Une lésion bénigne ou peu agressive est caractérisée par un passage brusque de la lésion au tissu normal, indiquant soit que le processus pathologique est bien contenu par l’organisme, soit que la lésion n’a pas naturellement tendance à l’envahissement. À l’inverse, une lésion osseuse de type agressif est typiquement caractérisée par une lésion à contours mal définis. La transition entre l’os atteint et l’os sain se fait graduellement, sur quelques millimètres, indiquant que le processus pathologique est mal circonscrit. Cet aspect radiographique est souvent associé à une tendance à l’envahissement et à une progression rapide.
Le contenu paraît-il homogène ou hétérogène ?
Le contenu des images lytiques est souvent hétérogène, soit par une coexistence de formation kystique et de masse tumorale, soit qu’il subsiste des travées osseuses, soit qu’il existe des zones calcifiées ou des zones de tonalité dentaire (cémentaire ou dentinaire).
Quel est l’état de la corticale osseuse ?
Les tumeurs bénignes amincissent puis effacent la corticale sous la pression de la lésion, qui demeure enclose sous une coque conjonctivopériostée. Les tumeurs malignes détruisent la corticale, le périoste, et envahissent les parties molles.
Existe-t-il une réaction périostée ?
Une réaction périostée en réponse à un processus bénin est typiquement bien organisée, lisse et régulière ; la formation osseuse a eu le temps de se structurer et de se remodeler. Les réactions périostées de type spiculé, voire en « rayons de soleil », traduisent une lésion hautement évolutive et donc une suspicion de malignité.
Existe-t-il une extension aux parties molles ?
L’extension aux parties molles se rencontre naturellement dans les tumeurs malignes (carcinome et tous types de sarcome), mais aussi dans certaines tumeurs bénignes (améloblastome, par exemple).
La lésion a-t-elle des relations avec un germe dentaire ou une dent incluse ?

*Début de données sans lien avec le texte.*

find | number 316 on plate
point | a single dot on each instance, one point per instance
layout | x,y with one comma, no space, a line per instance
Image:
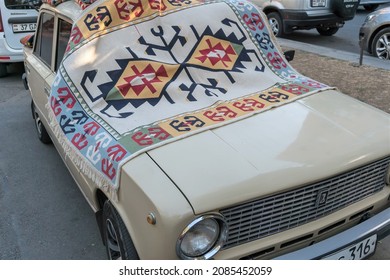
357,251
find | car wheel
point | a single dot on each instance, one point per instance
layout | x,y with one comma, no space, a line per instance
3,70
370,7
327,31
381,44
276,24
41,130
119,245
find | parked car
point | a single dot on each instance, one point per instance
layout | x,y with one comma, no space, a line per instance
192,137
374,34
371,5
327,17
17,18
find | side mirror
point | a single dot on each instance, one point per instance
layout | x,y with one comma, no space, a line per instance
289,55
27,41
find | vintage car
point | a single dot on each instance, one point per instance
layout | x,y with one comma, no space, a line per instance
192,137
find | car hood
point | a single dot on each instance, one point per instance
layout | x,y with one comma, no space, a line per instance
304,141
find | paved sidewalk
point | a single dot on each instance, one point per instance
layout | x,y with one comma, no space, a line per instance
338,54
369,82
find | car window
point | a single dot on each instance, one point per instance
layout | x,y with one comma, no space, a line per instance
44,40
20,4
64,29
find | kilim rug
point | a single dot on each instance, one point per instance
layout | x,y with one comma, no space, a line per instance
141,73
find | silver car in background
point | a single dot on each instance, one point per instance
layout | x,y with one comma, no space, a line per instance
374,34
17,19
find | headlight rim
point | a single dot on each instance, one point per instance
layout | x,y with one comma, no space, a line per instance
223,232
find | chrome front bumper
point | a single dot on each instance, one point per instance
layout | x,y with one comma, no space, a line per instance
378,224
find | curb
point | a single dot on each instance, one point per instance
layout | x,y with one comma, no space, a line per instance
338,54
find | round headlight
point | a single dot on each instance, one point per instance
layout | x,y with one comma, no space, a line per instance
202,238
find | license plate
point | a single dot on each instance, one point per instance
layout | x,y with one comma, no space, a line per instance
318,3
358,251
23,27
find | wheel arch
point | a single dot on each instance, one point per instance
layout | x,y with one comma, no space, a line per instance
373,35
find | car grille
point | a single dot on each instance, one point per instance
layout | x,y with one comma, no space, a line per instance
277,213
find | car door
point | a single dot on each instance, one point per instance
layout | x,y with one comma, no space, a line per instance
42,63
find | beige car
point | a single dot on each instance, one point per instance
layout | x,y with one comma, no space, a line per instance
245,158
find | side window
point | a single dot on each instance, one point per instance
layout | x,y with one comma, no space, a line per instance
64,29
44,40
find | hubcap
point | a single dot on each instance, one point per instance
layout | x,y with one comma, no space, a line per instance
382,47
114,252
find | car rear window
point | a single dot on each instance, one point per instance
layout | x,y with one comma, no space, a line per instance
21,4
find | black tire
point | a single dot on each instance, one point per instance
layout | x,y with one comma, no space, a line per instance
327,31
3,70
119,245
380,46
370,7
276,24
43,136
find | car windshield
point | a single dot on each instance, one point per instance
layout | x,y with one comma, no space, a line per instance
21,4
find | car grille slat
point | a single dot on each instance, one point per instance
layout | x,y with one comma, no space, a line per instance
283,211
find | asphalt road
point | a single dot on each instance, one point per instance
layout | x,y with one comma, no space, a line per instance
346,39
43,215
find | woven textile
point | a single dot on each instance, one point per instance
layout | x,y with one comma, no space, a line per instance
139,74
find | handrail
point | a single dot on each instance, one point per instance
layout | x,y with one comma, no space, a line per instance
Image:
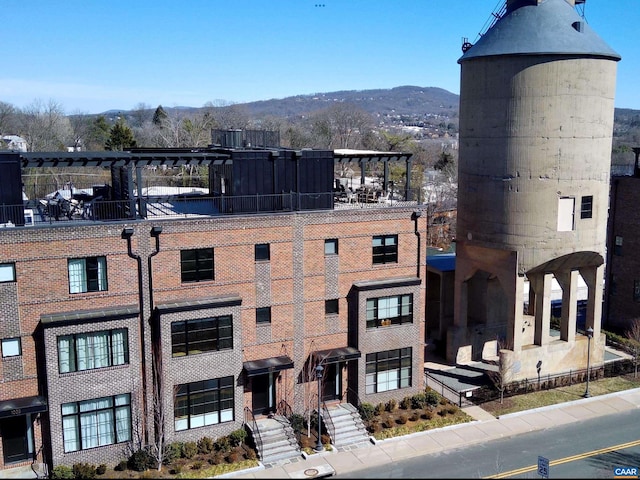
328,422
250,419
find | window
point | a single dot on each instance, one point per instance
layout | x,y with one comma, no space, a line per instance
586,207
87,274
196,265
331,307
11,347
566,207
617,248
86,351
262,252
390,370
95,423
385,249
7,272
204,403
202,335
263,315
385,311
331,246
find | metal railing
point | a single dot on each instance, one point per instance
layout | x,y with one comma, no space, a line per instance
328,422
56,211
250,419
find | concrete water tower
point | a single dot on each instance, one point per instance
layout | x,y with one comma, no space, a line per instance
536,122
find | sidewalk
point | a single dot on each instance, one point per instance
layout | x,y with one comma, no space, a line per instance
485,427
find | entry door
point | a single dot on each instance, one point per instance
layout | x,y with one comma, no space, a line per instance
264,394
14,439
332,382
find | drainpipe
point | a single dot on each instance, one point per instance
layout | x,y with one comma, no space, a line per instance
127,233
415,216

La présence d’une dent incluse au sein ou au voisinage d’une image lacunaire n’entraîne pas obligatoirement le diagnostic de kyste dentigère, même s’il s’agit du cas le plus fréquent. De nombreuses lésions s’accompagnent fréquemment de dent incluse (améloblastome, kyste épidermoïde, tumeur de Pindborg).
Les dents voisines sont-elles refoulées ?
Pratiquement tous les kystes et toutes les tumeurs bénignes peuvent entraîner un refoulement des dents voisines.
Y a-t-il une rhizalyse ?
Les Rhizalysesrhizalyses sont très banales dans les tumeurs bénignes et elles peuvent se voir également dans certaines tumeurs malignes comme les plasmocytomes malins.
Dans le cadre des lésions lytiques, il convient d’éliminer une image particulière, celle de la cavité idiopathique de Stafne, qui se traduit par une image claire, au-dessous du canal dentaire, dans la région angulaire de la mandibule, arrondie ou ovalaire, ou bien par une image réalisant une encoche à concavité inférieure échancrant le bord basilaire de la mandibule. Cette image correspond à une perforation osseuse contenant du lobule de glande submandibulaire ou du tissu conjonctif ou du tissu ganglionnaire.
Dans le cadre des images condensantes, il ne faut pas confondre tumeur et dystrophie osseuse de la maladie de Paget du sujet âgé, pouvant intéresser, en dehors de la voûte crânienne, surtout le maxillaire et entraînant un élargissement osseux avec déformations faciales et possibilité de compression nerveuse.
Examen anatomopathologique
L’histoire clinique et les documents radiographiques sont, dans certains cas, suffisants pour établir le diagnostic d’une lésion dysplasique ou tumorale bénigne et il est alors légitime de s’abstenir de biopsie préalable à un geste thérapeutique.